Currently, we use AWS IAM User permanent credentials to transfer customers' data from our company's internal AWS S3 buckets to customers' Google BigQuery tables following BigQuery Data Transfer Service documentation.
Using permanent credentials possesses security risks related to the data stored in AWS S3.
We would like to use AWS IAM Role temporary credentials, which require the support of a session token on the BiqQuery side to get authorized on the AWS side.
Is there a way that the BigQuery Data Transfer Servce can use AWS IAM roles or temporary credentials to authorise against AWS and transfer data?

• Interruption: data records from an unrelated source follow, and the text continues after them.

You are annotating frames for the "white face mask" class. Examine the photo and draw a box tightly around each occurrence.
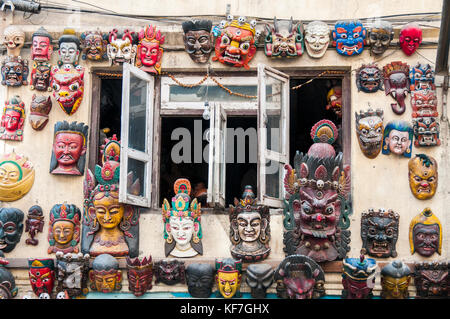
[304,21,330,58]
[169,216,194,247]
[237,212,261,242]
[107,39,136,65]
[59,42,79,64]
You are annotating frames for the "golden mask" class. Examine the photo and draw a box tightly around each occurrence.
[408,154,437,200]
[0,151,35,202]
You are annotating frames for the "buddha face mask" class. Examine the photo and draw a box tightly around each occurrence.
[304,21,329,58]
[382,120,413,157]
[408,154,437,200]
[89,254,122,293]
[332,20,366,56]
[399,23,422,56]
[409,208,442,257]
[380,260,411,299]
[355,108,384,159]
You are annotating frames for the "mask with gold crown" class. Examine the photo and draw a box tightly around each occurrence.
[0,95,26,141]
[0,150,35,202]
[47,204,81,254]
[162,178,202,258]
[283,119,351,262]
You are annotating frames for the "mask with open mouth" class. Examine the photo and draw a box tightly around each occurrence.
[409,208,442,257]
[414,261,449,299]
[356,63,383,93]
[30,61,52,92]
[51,64,84,116]
[413,117,440,147]
[332,20,366,56]
[107,29,137,66]
[408,154,438,200]
[28,258,55,297]
[361,208,399,258]
[383,61,410,115]
[80,30,108,61]
[411,90,438,118]
[154,259,185,285]
[264,17,304,58]
[1,56,28,87]
[355,108,384,158]
[410,63,435,91]
[215,258,242,299]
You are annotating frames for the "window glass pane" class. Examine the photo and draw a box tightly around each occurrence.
[127,157,146,197]
[129,74,147,152]
[265,76,282,153]
[169,85,257,102]
[265,160,280,198]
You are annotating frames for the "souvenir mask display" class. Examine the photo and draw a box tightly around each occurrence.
[55,251,90,298]
[182,19,213,64]
[212,16,257,69]
[82,135,140,258]
[136,25,165,74]
[414,261,449,299]
[107,29,137,66]
[154,259,185,285]
[411,90,438,118]
[31,27,53,62]
[186,263,215,298]
[410,63,435,91]
[380,260,411,299]
[89,254,122,293]
[325,86,342,118]
[408,154,437,200]
[0,96,26,141]
[382,120,413,157]
[80,30,108,61]
[1,56,28,87]
[361,208,399,258]
[0,151,35,202]
[0,207,24,253]
[355,108,384,159]
[162,178,202,257]
[29,94,52,131]
[409,208,442,257]
[30,61,52,92]
[356,63,383,93]
[332,20,366,56]
[51,63,85,116]
[245,263,274,299]
[413,117,441,147]
[50,121,88,176]
[341,255,377,299]
[264,17,304,58]
[383,61,410,115]
[57,29,81,66]
[367,20,393,56]
[0,253,17,298]
[215,258,242,299]
[25,205,44,246]
[28,258,55,297]
[274,254,325,299]
[229,185,270,262]
[126,255,153,297]
[304,21,329,58]
[283,120,352,262]
[1,25,25,57]
[47,204,81,254]
[399,23,422,56]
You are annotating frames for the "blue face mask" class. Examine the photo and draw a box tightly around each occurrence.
[332,20,366,56]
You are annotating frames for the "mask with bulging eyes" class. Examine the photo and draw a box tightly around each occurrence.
[245,264,274,298]
[39,293,51,299]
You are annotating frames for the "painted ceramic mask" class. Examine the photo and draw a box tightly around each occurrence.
[229,185,270,261]
[283,120,351,262]
[0,207,24,253]
[382,120,413,157]
[361,208,399,258]
[136,25,165,74]
[356,63,383,93]
[82,135,140,258]
[408,154,437,200]
[55,251,90,298]
[399,23,422,56]
[28,258,55,297]
[245,264,274,299]
[29,94,52,131]
[0,96,26,141]
[215,258,242,299]
[31,27,53,62]
[212,16,257,69]
[25,205,44,246]
[162,178,202,258]
[30,61,52,91]
[51,63,85,116]
[80,30,108,61]
[409,208,442,257]
[50,121,88,176]
[2,25,25,57]
[380,260,411,299]
[0,151,35,202]
[182,19,213,63]
[367,20,393,55]
[325,86,342,118]
[342,255,377,299]
[154,259,185,285]
[332,20,366,56]
[47,204,81,254]
[414,261,449,298]
[126,255,153,297]
[383,61,410,114]
[274,255,325,299]
[411,90,438,118]
[107,29,137,66]
[89,254,122,293]
[0,254,17,298]
[186,263,215,298]
[264,17,304,58]
[304,21,329,58]
[57,29,81,66]
[410,63,435,91]
[1,56,28,87]
[413,117,440,147]
[355,108,384,159]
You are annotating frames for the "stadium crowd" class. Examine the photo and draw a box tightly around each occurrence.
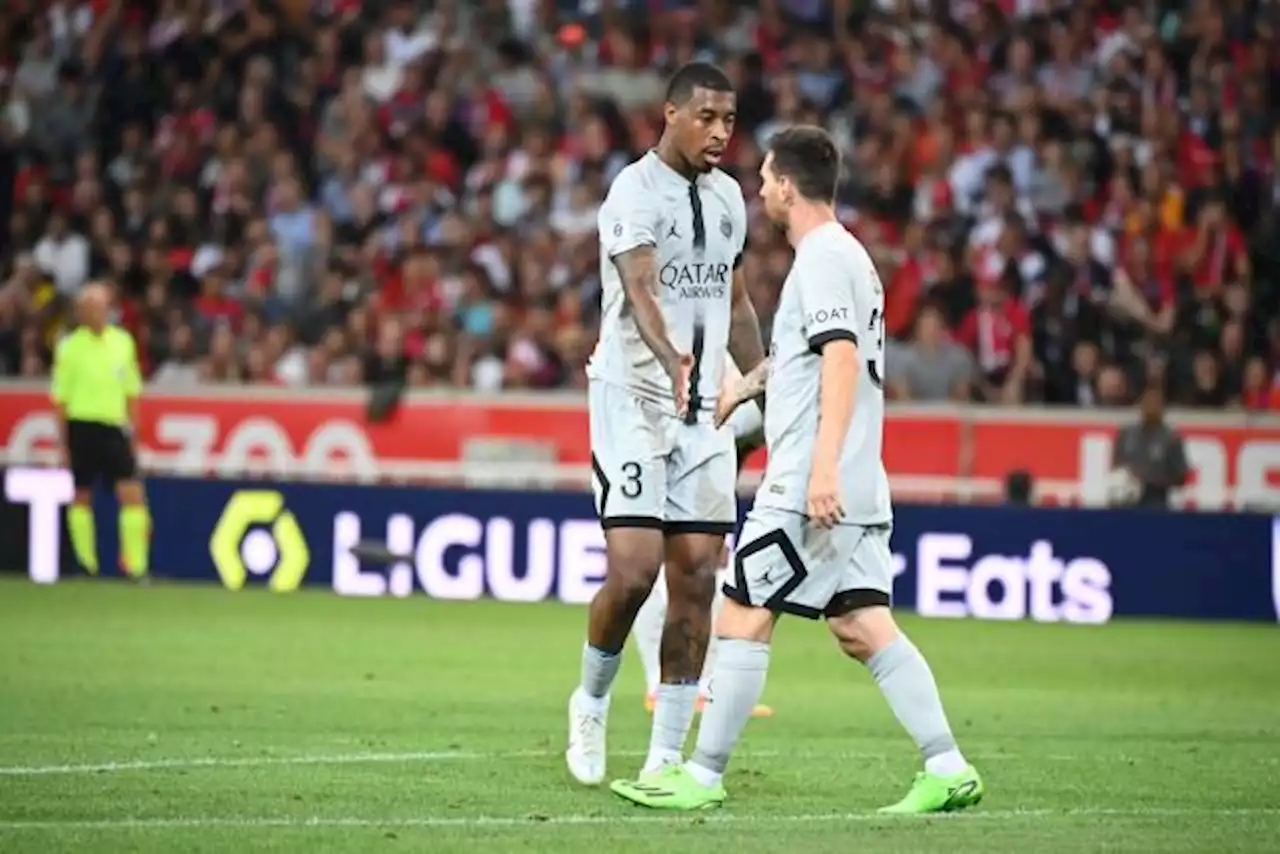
[1,0,1278,409]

We considered Omni framework (https://cloud.google.com/bigquery/docs/omni-aws-cross-cloud-transfer) to transfer data from S3 to BQ, however, we faced several concerns/limitations:
- Omni framework targets data analysis use-case rather than data transfer from external services. This concerns us that the design of Omni framework may have drawbacks in relation to data transfer at high scale
- Omni framework currently supports only AWS-US-EAST-1 region (we require support at least in AWS-US-WEST-2 and AWS-EU-CENTRAL-1 and corresponding Google regions). This is not backward compatible with current customers' setup to transfer data from internal S3 to customers' BQ.
- Our current customers will need to signup for Omni service to properly migrate from the current transfer solution we use
We considered a workaround with exporting data from S3 through staging in GCS (i.e. S3 -> GCS -> BQ), but this will also require a lot of effort from both customers and our company's sides to migrate to the new solution.
CodePudding user response:
Is there a way that the BigQuery Data Transfer Servce can use AWS IAM roles or temporary credentials to authorise against AWS and transfer data?
No unfortunately.
The official Google BigQuery Data Transfer Service only mentions AWS access keys all throughout the documentation:
The access key ID and secret access key are used to access the Amazon S3 data on your behalf. As a best practice, create a unique access key ID and secret access key specifically for Amazon S3 transfers to give minimal access to the BigQuery Data Transfer Service. For information on managing your access keys, see the AWS general reference documentation.
The irony of the Google documentation is that while it refers to best practices and links to the official AWS docs, it actually doesn't endorse best practices and ignores what AWS mention:
We recommend that you use temporary access keys over long term access keys, as mentioned in the previous section.
Important
Unless there is no other option, we strongly recommend that you don't create long-term access keys for your (root) user. If a malicious user gains access to your (root) user access keys, they can completely take over your account.
You have a few options:
hook into both sides manually (i.e. link up various SDKs and/or APIs)
find an alternative BigQuery-compatible service, which does as such
accept the risk of long-term access keys.
In conclusion, Google is at fault here of not following security best practices and you - as a consumer - will have to bear the risk.